Legal challenge over ECan river plan
A conservation organisation is taking legal action against Environment Canterbury (ECan) over its potential role in a plan that would allow an irrigation firm to delay introducing minimum water flows on the Hurunui River.
New rates of minimum flow were brought in by ECan five years ago as a long-term requirement under the Hurunui and Waiau River Regional Plan (HWRRP) to safeguard the river’s ecological needs.
But Amuri Irrigation Company (AIC) wants to delay complying with the measures until 2025 while it investigates building a dam to help irrigation in North Canterbury.
Forest & Bird is furious about the potential delay – and is concerned about the possibility of ECan entering into a‘‘partnership’’ with AIC, saying it would be ‘‘unlawful’’ and against the council’s role as an independent regulator.
The organisation is taking ECan to the Environment Court to ask a judge to decide on the legality of any council support for the delay and its role in any potential partnership with AIC.
Forest & Bird regional man- ager Jen Miller said: ‘‘We say that ECan is simply not acting out its statutory responsibilities to implement the minimum flows in its own plan, but instead is entering into side agreements with an irrigation company.

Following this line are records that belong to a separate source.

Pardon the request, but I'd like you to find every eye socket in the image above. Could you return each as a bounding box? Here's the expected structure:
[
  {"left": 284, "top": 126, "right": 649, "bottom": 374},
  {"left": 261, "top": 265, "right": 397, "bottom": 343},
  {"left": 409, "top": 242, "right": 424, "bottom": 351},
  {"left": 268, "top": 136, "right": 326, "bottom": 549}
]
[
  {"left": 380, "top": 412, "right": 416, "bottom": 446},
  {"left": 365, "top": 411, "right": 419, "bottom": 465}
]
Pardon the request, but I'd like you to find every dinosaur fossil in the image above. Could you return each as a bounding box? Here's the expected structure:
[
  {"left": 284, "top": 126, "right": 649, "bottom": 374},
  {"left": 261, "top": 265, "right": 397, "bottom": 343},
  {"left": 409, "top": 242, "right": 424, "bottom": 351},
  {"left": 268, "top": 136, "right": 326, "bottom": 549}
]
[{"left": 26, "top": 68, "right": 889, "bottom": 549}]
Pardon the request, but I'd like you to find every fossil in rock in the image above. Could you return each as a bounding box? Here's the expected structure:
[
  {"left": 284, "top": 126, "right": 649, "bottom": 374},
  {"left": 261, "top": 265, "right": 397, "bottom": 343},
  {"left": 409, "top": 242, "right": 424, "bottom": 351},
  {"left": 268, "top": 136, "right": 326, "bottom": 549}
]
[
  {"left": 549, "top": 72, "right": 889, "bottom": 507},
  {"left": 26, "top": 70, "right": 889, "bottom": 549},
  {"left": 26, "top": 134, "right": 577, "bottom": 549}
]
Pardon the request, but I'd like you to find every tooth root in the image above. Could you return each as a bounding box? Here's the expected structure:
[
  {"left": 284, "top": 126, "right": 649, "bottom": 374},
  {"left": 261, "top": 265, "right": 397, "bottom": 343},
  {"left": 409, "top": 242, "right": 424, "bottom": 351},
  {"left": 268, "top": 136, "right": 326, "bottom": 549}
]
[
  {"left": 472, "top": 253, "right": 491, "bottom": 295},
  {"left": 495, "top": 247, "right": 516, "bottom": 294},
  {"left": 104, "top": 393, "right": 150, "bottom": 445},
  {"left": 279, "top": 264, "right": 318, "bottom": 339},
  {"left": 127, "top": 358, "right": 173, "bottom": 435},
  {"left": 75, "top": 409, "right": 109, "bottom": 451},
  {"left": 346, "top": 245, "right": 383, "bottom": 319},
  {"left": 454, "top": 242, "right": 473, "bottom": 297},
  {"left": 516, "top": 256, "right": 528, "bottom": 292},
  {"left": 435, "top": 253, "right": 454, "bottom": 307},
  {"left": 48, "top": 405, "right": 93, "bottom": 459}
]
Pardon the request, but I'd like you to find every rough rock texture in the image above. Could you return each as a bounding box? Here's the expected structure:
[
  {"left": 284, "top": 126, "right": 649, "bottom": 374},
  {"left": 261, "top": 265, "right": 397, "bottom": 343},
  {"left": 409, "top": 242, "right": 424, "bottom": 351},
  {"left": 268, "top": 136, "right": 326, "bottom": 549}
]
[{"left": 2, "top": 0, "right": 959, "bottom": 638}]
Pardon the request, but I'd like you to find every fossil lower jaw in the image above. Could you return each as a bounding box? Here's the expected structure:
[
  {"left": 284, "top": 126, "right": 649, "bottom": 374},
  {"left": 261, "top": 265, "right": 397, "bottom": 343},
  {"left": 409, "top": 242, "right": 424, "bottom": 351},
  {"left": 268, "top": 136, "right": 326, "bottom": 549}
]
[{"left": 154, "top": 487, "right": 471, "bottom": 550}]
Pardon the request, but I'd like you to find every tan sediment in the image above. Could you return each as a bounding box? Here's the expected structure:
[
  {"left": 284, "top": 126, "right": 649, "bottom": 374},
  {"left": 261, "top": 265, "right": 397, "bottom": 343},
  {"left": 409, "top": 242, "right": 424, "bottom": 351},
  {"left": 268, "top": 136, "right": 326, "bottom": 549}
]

‘‘We consider that to be inappropriate and not something that it is able to do and that’s what we are seeking some sort of declaration from the court about.’’
In an affidavit submitted to the court, Miller cited examples of side agreements between councils and consent holders failing in the past, saying: ‘‘The concern is that the council will end up entering an agreement with AIC, but the agreement will be unenforceable … and AIC will not be required to keep its side of the agreement.’’
Miller also argued that a side agreement would keep the public in the dark about its details and suggested it would effectively bind any future councils to any deal that is made, hindering ECan’s ability to review consents or change the agreement.
‘‘Forest & Bird has been critical of the way in which the governance arrangements have allowed for increases in irrigation and degradation of water quality.
‘‘The proposed contract or side agreement will likely have effect for many years.’’
AIC wants to delay introducing minimum water flows because it says doing so now would impose significant financial costs on both the company and the wider farming community.
Instead it is offering to fund a host of environmental measures while it examines the dam’s feasibility, including improving wetlands, habitats for riverbed birds and reducing nitrogen run- off into the rivers.
If the delay is approved it would mean the requirements of the HWRRP would not have been met during the entire lifespan of the region’s 10-year plan.
The Hurunui in North Canterbury attracts thousands of people, many of whom, like Pete Dormer, left, and Guy Higginson, enjoy fishing from its stony banks.